While working there and making ends meet I kept calmly looking for job. In 4
weeks I reciprocated - received much better offer and fired my boss. In
addition I didn't have to stay 2 weeks because boss forgot to force me to sign
employment agreement. Being nice for their client I stayed for 2 days and then
left for good.

So use to to your advantage. Keep looking for job and leverage their FAANG-y
name to boost your market value.

------
davismwfl
First, make sure your expectations are in line with reality. I recently talked
with a new college grad that was pissed he wasn't getting $150-200k base
offers, he's an idiot. Not saying you are, but make sure your expectations are
lined up with reality. If they are, and you were lowballed then either go back
with a realistic number showing them you know your value or move on.

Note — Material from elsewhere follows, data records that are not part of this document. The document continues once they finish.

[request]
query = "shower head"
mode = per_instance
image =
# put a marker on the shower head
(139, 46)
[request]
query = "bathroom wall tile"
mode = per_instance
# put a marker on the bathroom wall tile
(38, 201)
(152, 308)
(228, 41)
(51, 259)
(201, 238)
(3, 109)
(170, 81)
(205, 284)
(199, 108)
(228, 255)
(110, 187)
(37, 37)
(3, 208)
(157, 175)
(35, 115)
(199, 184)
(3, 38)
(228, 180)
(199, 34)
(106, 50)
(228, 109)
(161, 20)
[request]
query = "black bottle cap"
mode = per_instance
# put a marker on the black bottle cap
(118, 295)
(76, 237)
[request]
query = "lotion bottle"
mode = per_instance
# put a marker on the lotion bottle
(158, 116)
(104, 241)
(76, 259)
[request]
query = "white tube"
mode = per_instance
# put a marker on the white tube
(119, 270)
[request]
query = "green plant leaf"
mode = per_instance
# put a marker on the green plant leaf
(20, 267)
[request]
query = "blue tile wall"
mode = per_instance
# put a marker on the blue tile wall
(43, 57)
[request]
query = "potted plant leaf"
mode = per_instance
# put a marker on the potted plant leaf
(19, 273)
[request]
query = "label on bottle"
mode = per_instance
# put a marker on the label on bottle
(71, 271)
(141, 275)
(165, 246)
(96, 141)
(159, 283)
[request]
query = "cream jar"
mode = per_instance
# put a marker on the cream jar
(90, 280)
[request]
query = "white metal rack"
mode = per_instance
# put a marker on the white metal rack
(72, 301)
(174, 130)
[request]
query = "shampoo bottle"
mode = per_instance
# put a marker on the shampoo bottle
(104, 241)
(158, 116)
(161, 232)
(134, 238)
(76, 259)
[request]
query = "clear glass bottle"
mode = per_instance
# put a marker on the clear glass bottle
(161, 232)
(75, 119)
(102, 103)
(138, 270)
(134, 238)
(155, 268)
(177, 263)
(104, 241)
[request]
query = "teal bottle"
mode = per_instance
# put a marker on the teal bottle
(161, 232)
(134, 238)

Companies will try to take advantage of people who don't value themselves
enough because if the person is happy to make 100k even though their peers are
making 120k then most companies will try to make that happen. They aren't
going to give you 120k just cause others already make it. Usually their range
for a position will be broad so they can play these games.

In the end never accept a lowball offer just cause of the name of a company,
you'll never get the value out of the name brand if they don't pay you it in
compensation.

------
mastry
FAANG or no-FAANG, if they won't offer what you think you are worth, then walk
away. I'm assuming you're a seasoned professional and not straight out of
college. If the latter, are you sure you know what you're worth?